“I know this is not the most commercially viable collection. I kind of don’t care,” declared Edward Crutchley post-show. He added: “It’s what I want to do. And I do my best work when I do what I want.” Shortly before, Crutchley had taken his bow from the mezzanine balcony of Ironmongers’s Hall, cheerily flipping his audience the bird with both hands as he did so.
Exactly 10 years after his first show was thrown in this very venue, Crutchley has built up a portfolio of work for grand luxury houses—“I have other things in my diary too,” as he put it—that he is in the position to develop his own line as a passion project. The result is a label in which Crutchley is truly free to follow his personal inclination for historical textiles, extreme silhouettes and a healthy dose of libido.
Be-hatted in Stetson-esque Stephen Jones designs, his models wore NFL-shaming, super-wide shoulder pads (“as wide as we could go”) from which hung regally lush fabrics based on a pan-cultural spectrum spanning Borneo, Byzantium, Egypt, Morocco, Turkmenistan, England and beyond. That cowboy aside notwithstanding, the bold-shouldered volume of these super-sized, pimped-up historical tapestry coats recalled the magnificent portly vastness of Henry VIII: Perhaps it was just the Tudoresque architecture of the gilded hall around us that conjured that impression.

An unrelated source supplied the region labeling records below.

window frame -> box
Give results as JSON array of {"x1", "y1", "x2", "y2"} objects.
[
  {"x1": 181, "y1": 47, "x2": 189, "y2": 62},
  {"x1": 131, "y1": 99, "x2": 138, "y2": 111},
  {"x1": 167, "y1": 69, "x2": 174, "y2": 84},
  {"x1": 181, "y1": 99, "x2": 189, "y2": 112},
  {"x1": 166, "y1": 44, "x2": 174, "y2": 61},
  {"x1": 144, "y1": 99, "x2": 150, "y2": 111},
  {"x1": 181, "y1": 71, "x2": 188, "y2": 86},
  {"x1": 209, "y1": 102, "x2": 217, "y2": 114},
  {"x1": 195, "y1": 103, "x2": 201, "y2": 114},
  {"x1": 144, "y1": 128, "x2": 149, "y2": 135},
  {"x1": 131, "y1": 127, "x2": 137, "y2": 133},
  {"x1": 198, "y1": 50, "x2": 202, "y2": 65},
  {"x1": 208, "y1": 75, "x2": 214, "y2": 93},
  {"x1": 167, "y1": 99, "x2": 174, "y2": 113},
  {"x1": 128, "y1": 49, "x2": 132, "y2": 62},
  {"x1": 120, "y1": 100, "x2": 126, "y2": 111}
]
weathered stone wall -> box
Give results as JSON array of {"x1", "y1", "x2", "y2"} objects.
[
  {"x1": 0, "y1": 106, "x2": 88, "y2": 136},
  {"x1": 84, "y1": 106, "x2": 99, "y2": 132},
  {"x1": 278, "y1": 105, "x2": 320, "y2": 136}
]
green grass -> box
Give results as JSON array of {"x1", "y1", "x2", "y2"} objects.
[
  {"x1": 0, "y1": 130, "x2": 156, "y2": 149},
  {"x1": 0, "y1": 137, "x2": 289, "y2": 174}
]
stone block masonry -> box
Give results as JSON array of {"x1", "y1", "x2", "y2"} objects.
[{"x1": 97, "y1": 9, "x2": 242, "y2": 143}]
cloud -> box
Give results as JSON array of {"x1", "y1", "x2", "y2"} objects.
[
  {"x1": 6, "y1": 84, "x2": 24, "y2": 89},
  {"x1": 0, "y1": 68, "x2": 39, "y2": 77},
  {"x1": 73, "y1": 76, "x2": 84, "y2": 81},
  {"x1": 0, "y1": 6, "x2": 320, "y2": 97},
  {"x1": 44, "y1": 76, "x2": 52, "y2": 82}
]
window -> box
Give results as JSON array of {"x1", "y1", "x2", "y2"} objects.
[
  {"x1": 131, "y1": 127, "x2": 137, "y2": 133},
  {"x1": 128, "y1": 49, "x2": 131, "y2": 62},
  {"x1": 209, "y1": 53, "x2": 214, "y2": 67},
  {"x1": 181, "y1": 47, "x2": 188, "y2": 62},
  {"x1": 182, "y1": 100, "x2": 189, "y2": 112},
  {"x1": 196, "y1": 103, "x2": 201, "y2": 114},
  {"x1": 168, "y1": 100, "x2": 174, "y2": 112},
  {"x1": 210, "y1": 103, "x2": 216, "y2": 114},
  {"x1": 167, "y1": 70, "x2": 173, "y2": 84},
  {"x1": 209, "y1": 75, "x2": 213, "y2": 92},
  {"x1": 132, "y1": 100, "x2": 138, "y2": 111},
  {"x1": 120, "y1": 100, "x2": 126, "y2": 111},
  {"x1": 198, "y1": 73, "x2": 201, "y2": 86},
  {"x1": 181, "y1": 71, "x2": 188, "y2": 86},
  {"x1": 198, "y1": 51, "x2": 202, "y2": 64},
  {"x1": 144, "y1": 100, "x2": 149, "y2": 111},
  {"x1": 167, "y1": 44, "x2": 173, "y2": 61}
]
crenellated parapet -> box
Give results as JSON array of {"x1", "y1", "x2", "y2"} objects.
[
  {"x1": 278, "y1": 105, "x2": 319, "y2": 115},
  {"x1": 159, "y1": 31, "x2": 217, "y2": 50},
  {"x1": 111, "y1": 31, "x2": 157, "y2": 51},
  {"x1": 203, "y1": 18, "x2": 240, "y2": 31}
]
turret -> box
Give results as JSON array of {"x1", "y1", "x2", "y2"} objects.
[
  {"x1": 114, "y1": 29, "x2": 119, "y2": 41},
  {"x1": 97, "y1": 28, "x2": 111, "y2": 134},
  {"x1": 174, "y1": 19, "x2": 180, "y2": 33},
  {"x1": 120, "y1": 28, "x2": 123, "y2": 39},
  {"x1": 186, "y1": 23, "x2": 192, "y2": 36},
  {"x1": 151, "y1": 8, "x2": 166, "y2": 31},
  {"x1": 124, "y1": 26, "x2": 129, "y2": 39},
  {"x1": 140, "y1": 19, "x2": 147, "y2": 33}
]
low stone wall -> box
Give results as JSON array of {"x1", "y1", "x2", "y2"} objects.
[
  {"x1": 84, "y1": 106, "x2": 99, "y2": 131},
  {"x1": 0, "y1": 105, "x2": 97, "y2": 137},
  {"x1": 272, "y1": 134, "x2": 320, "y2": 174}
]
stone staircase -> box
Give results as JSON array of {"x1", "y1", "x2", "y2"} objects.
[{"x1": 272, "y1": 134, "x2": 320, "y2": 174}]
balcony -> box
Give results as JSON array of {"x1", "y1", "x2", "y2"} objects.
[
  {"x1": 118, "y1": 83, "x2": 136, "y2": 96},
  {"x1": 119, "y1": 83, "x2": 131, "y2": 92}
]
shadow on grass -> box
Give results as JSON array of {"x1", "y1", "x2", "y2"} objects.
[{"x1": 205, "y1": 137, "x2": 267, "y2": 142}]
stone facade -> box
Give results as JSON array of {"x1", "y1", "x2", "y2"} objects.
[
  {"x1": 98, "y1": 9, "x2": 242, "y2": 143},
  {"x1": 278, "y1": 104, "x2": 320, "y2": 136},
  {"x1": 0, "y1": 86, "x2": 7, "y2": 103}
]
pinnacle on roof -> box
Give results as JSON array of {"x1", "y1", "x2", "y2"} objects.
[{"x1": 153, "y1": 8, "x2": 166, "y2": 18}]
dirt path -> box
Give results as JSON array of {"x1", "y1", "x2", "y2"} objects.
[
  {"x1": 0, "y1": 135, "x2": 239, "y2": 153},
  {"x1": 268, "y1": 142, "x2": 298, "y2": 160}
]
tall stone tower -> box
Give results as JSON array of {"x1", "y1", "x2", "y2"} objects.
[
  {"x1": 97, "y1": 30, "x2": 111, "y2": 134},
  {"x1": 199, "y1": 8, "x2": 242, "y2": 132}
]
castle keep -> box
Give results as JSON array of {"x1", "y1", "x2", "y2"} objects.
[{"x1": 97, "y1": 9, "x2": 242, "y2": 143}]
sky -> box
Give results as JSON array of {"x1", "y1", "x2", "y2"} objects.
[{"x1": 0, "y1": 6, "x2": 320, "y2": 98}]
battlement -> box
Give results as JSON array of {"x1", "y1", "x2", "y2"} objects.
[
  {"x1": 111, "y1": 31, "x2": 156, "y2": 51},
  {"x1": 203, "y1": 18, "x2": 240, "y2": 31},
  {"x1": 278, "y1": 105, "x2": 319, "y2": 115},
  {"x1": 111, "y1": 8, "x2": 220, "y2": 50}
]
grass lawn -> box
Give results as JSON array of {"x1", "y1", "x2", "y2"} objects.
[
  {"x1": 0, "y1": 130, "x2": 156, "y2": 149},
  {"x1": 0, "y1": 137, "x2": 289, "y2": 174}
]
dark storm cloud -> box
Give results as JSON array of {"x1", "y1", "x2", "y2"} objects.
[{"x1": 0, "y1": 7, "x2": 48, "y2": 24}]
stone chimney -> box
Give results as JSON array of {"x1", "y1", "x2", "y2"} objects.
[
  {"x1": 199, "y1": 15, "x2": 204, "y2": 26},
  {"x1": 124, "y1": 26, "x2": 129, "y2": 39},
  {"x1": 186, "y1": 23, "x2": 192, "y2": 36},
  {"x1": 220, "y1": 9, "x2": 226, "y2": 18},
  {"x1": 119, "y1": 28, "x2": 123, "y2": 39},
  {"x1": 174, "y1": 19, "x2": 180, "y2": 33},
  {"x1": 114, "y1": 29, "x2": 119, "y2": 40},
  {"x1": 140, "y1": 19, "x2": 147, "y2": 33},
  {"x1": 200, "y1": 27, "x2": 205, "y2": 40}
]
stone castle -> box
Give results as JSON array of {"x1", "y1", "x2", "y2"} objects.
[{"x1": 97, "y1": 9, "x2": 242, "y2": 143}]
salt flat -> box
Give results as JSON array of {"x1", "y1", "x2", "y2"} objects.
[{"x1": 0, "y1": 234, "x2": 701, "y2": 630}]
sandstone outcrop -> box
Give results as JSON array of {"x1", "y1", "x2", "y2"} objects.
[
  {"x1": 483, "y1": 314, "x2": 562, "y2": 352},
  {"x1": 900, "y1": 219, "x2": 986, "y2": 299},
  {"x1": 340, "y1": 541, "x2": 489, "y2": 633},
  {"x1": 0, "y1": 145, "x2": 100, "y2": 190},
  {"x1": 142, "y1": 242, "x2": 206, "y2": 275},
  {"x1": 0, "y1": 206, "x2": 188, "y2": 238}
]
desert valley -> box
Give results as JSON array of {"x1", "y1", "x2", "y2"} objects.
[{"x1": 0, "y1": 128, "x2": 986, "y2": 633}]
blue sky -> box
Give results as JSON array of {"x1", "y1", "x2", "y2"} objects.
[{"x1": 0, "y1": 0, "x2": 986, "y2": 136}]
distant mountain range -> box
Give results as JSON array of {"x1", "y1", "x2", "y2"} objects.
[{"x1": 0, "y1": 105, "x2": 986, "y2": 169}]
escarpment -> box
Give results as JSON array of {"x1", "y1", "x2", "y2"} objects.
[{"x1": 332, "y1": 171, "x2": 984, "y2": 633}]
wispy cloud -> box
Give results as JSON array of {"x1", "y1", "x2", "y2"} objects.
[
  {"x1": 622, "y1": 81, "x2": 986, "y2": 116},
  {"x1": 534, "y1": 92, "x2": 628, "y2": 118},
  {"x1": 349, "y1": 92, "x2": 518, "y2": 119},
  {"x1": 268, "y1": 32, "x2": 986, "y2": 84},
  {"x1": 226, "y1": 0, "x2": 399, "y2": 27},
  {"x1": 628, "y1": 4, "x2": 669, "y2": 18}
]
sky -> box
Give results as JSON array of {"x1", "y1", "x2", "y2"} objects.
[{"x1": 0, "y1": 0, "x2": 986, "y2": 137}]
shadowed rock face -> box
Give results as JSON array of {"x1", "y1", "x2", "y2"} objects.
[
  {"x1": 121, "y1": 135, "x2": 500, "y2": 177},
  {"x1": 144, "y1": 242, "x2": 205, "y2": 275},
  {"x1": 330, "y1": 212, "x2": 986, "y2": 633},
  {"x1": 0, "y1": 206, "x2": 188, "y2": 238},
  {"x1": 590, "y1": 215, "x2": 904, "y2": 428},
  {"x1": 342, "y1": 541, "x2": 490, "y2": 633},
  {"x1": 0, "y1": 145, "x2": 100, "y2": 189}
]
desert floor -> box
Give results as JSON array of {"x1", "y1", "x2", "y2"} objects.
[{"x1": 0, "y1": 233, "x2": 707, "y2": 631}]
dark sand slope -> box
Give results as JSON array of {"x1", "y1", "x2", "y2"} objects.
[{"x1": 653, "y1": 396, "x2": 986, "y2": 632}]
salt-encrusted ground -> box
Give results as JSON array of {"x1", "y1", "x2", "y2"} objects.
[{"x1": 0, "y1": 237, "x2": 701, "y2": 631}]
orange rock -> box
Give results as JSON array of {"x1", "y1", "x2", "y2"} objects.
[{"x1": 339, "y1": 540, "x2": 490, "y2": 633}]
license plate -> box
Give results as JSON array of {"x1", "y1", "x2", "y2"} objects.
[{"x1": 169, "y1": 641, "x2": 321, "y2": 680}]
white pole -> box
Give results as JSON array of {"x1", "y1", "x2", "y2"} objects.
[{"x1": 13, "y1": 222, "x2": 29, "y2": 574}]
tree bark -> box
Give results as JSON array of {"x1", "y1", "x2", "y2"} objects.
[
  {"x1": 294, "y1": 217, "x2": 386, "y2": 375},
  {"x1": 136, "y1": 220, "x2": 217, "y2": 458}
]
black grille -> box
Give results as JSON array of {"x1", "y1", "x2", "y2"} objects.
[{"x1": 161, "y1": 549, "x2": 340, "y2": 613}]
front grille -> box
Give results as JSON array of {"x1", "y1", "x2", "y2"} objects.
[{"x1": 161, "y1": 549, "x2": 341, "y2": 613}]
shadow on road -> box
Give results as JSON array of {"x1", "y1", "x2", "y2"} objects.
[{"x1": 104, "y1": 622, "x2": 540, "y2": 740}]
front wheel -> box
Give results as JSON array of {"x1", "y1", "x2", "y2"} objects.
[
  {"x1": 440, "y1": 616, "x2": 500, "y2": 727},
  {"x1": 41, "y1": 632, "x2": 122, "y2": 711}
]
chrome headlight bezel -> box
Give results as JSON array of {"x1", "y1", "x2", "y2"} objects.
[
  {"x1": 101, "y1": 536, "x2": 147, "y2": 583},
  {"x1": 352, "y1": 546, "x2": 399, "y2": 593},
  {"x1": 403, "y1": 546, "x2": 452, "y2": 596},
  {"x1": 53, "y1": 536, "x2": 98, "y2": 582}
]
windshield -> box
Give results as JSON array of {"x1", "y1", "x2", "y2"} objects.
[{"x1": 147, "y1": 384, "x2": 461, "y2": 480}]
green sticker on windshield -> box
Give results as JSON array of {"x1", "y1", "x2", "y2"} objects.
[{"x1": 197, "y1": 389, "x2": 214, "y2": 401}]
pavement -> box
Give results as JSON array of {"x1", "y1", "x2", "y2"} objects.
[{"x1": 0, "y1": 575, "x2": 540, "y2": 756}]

Almost as elaborate as the hall was a mermaid dress in hand-crochet laser cut latex segments: This looked ceremonially kinky in front of its stained glass backdrop. A startled Dionysus gawped forth from bacchanalian bouncer bomber jackets. A medievally-strapped hose and jerkin were fashioned by Crutchley collaborator Oliver Haus in more black latex: The result was one for the Dark Ages. Further crocheting was crafted by Shannon-Jaide Hyland in Lurex-edged dresses. Backstage, my elevator pitch for this collection was: “Doctor Who travels across time and space collecting fabrics and inspiration before returning to London with a bunch of hard-partying companions for a serious session at the seminal 1990s night, Kinky Gerlinky.” This time, Crutchley gave the thumbs up.